The plot_all_cv_results simply plots each step in the grid-search as a separate subplot in a single graphic.
def run_param_grid_pipeline(model, param_grid_pipeline, X_train, y_train, *args, **kwargs):
all_cv_results = []
for param_grid in tqdm(param_grid_pipeline):
model, cv_results = tune_model(model, param_grid, X_train, y_train, *args, **kwargs)
all_cv_results.append(pd.DataFrame(cv_results))
return model, all_cv_results
def tune_model(model, param_grid, X_train, y_train, *args, **kwargs):
xgboost_gs = model_selection.GridSearchCV(model, param_grid, scoring="roc_auc", return_train_score=True,
*args, **kwargs)
xgboost_gs.fit(X_train, y_train)
cv_results = pd.DataFrame(xgboost_gs.cv_results_)
return xgboost_gs.best_estimator_, cv_results
def plot_all_cv_results(all_cv_results):
steps = len(all_cv_results)
fig, axes = plt.subplots(steps, figsize=(20, steps * 7), sharey=True)
for i, cv_results in enumerate(all_cv_results):
best_result_index = cv_results.mean_test_score.values.argmax()
best_param = cv_results["params"].iloc[best_result_index]
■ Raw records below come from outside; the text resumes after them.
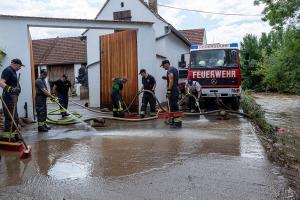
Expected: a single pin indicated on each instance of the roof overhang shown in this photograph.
(73, 23)
(177, 34)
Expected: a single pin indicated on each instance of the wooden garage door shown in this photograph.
(119, 59)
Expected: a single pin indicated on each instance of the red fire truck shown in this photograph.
(217, 68)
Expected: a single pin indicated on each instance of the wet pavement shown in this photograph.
(206, 159)
(284, 111)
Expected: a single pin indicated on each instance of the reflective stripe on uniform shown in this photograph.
(177, 119)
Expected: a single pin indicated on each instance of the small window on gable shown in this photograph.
(123, 15)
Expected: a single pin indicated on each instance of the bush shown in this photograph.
(257, 114)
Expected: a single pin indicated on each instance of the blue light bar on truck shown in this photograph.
(234, 45)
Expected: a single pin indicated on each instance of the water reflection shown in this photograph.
(127, 151)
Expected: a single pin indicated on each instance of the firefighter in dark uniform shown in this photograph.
(172, 92)
(11, 89)
(61, 89)
(118, 83)
(148, 83)
(41, 101)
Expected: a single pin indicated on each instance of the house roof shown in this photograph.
(173, 29)
(195, 36)
(69, 50)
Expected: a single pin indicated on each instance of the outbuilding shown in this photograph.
(117, 55)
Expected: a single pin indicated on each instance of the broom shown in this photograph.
(27, 151)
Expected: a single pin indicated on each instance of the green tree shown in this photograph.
(281, 12)
(250, 57)
(281, 69)
(2, 55)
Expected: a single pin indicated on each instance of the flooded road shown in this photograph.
(284, 111)
(206, 159)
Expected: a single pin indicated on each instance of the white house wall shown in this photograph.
(77, 85)
(93, 55)
(94, 85)
(170, 47)
(14, 42)
(139, 12)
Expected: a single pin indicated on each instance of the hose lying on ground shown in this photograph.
(157, 116)
(62, 121)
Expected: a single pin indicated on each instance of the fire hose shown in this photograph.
(157, 116)
(62, 121)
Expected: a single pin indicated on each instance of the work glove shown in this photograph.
(12, 90)
(54, 99)
(169, 94)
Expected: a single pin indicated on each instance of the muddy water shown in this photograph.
(284, 111)
(206, 159)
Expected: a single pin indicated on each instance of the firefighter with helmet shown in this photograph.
(172, 92)
(118, 84)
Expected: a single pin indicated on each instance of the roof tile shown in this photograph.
(68, 50)
(195, 36)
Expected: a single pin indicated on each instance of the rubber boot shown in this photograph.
(115, 114)
(152, 114)
(42, 129)
(47, 127)
(121, 114)
(142, 114)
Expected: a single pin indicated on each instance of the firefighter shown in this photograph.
(41, 101)
(193, 92)
(61, 89)
(172, 92)
(148, 83)
(11, 90)
(117, 87)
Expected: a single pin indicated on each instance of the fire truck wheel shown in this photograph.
(235, 103)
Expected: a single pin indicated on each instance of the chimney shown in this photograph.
(153, 5)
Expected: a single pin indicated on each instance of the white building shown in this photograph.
(155, 39)
(169, 43)
(15, 41)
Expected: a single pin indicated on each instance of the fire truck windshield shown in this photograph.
(215, 58)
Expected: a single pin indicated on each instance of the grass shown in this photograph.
(257, 115)
(277, 144)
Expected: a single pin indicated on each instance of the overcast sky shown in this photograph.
(223, 29)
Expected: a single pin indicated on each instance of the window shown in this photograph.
(215, 59)
(123, 15)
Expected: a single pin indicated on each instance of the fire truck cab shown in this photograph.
(217, 68)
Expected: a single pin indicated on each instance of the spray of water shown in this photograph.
(85, 125)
cv_results[["mean_test_score", "params"]].set_index("params").plot(ax=axes[i], marker="o", color="b")
cv_results[["mean_train_score", "params"]].set_index("params").plot(ax=axes[i], marker="o", color="r")
axes[i].set_ylabel(f"Best Param {best_param}")
for j, row in enumerate(cv_results[["mean_test_score", "params"]].set_index("params").itertuples()):
axes[i].text(j, row.mean_test_score, row.Index, rotation=270, rotation_mode="anchor")
xgboost_pipe_clf, xgboost_pipe_results = run_param_grid_pipeline(XGBClassifier(), param_grid_pipeline, X_train, y_train,
n_jobs=4, cv=sss)
plot_all_cv_results(xgboost_pipe_results)
Multi-Step Grid-Search Tuning Summary
And this is the performance from XGBoost model trained using the multi-step grid-search pipeline.
plot_auc_metrics(X_test, y_test, xgboost_pipe_clf)
Performance is back to the level seen in the out of the XGboost box model, but still worse than the LogisticRegression pipeline.
Conclusion
Disappointingly in this example the Multi-Step Grid-Search Pipeline did not perform very well, but it’s an interesting idea, and perhaps with a more robust implementation or on different data would have performed better.